Collinear Factorization and Splitting Functions for Next-to-next-to-leading Order QCD Calculations

TL;DR

Catani and Grazzini address the triple-collinear limit of tree-level QCD amplitudes at NNLO accuracy. They derive a universal factorization formula for infrared singularities and present explicit spin-dependent three-parton splitting functions at $\mathcal{O}(\alpha_S^2)$ in $d = 4 - 2\epsilon$ dimensions, covering all relevant parton channels and including azimuthal spin correlations. They verify that spin-averaged results agree with prior work by Campbell and Glover, while detailing the color structure into Abelian and non-Abelian components.
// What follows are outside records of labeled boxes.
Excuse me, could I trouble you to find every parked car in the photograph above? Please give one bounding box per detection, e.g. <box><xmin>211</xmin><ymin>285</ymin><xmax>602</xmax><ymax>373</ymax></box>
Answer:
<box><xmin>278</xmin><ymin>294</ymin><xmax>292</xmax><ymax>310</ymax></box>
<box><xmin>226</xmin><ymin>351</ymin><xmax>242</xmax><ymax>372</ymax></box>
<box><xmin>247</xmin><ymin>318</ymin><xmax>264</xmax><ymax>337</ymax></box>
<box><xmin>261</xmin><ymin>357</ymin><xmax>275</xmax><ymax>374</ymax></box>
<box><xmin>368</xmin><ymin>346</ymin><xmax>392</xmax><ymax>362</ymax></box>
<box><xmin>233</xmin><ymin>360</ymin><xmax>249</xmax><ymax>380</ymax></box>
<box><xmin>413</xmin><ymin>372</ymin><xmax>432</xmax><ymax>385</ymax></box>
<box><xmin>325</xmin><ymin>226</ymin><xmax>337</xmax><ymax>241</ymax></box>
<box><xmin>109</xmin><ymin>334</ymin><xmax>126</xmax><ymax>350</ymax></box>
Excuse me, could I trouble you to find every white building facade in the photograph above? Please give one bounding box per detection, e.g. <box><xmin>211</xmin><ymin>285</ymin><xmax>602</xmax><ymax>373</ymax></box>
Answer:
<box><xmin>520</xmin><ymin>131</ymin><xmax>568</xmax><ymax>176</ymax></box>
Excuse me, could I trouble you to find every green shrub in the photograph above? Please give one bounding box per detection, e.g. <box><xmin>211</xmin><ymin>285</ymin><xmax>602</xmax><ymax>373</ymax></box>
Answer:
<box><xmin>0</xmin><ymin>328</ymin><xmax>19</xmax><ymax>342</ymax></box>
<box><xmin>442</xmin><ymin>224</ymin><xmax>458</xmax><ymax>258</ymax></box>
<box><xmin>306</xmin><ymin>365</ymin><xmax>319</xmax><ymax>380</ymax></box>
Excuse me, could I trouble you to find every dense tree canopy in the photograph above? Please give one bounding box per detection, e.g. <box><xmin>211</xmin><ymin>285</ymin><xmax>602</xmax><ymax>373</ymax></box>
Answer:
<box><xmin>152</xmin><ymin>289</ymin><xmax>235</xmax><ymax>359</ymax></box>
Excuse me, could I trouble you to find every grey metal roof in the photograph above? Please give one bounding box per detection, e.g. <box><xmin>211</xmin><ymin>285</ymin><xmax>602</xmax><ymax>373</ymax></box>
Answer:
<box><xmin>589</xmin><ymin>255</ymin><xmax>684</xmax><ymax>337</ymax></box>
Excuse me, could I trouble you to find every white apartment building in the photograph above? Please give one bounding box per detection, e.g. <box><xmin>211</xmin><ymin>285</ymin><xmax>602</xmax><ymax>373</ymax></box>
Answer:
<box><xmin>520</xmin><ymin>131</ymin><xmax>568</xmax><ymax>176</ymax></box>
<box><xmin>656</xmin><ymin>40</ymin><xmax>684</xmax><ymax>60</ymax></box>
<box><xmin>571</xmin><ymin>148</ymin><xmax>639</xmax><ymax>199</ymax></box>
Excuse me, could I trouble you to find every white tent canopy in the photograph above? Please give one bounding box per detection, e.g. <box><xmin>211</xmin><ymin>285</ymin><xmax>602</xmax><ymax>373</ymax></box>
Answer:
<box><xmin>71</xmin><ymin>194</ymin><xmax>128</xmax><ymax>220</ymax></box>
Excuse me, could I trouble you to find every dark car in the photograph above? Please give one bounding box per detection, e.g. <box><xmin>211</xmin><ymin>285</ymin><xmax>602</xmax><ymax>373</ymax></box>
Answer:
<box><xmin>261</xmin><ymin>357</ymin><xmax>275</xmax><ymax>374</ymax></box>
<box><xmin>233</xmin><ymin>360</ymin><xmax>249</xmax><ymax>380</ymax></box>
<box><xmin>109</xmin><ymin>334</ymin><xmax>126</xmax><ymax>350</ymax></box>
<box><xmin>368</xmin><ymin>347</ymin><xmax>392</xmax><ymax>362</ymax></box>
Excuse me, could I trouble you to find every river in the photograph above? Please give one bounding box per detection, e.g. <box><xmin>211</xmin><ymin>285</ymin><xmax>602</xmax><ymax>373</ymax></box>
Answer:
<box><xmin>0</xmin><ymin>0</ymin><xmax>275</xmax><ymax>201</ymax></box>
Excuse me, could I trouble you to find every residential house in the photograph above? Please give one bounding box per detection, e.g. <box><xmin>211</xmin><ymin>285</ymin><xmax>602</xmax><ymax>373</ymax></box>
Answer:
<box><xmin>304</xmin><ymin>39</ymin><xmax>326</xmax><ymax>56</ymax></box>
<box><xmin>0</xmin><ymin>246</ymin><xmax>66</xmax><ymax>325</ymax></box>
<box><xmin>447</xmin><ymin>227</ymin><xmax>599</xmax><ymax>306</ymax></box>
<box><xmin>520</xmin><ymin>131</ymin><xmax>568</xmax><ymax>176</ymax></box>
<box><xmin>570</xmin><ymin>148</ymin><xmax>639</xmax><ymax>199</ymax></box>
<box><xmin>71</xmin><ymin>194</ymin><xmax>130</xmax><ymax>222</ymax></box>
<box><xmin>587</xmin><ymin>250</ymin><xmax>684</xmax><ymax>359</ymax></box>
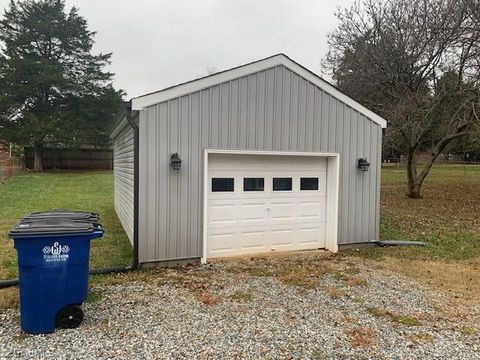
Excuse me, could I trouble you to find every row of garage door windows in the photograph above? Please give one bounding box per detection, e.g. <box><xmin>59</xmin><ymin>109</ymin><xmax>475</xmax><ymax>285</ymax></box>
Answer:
<box><xmin>212</xmin><ymin>177</ymin><xmax>318</xmax><ymax>192</ymax></box>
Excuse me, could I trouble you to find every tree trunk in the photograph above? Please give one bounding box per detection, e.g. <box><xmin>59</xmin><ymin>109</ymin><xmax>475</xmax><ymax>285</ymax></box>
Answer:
<box><xmin>33</xmin><ymin>145</ymin><xmax>43</xmax><ymax>172</ymax></box>
<box><xmin>407</xmin><ymin>149</ymin><xmax>421</xmax><ymax>199</ymax></box>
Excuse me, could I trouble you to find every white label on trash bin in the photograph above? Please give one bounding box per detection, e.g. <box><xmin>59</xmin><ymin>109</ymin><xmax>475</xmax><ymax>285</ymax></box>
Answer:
<box><xmin>42</xmin><ymin>242</ymin><xmax>70</xmax><ymax>262</ymax></box>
These results provide essential ingredients for NNLO subtraction schemes, fixed-order jet cross sections, and improvements to parton showers and resummation techniques. Overall, the work advances practical high-precision QCD calculations by clarifying the infrared structure in the triple-collinear regime.

Abstract

We consider the singular behaviour of tree-level QCD amplitudes when the momenta of three partons become simultaneously parallel. We discuss the universal factorization formula that controls the singularities of the multiparton matrix elements in this collinear limit and present the explicit expressions of the corresponding splitting functions. The results fully include spin (azimuthal) correlations up to ${\cal O}(\as^2)$. In the case of spin-averaged splitting functions we confirm similar results obtained by Campbell and Glover.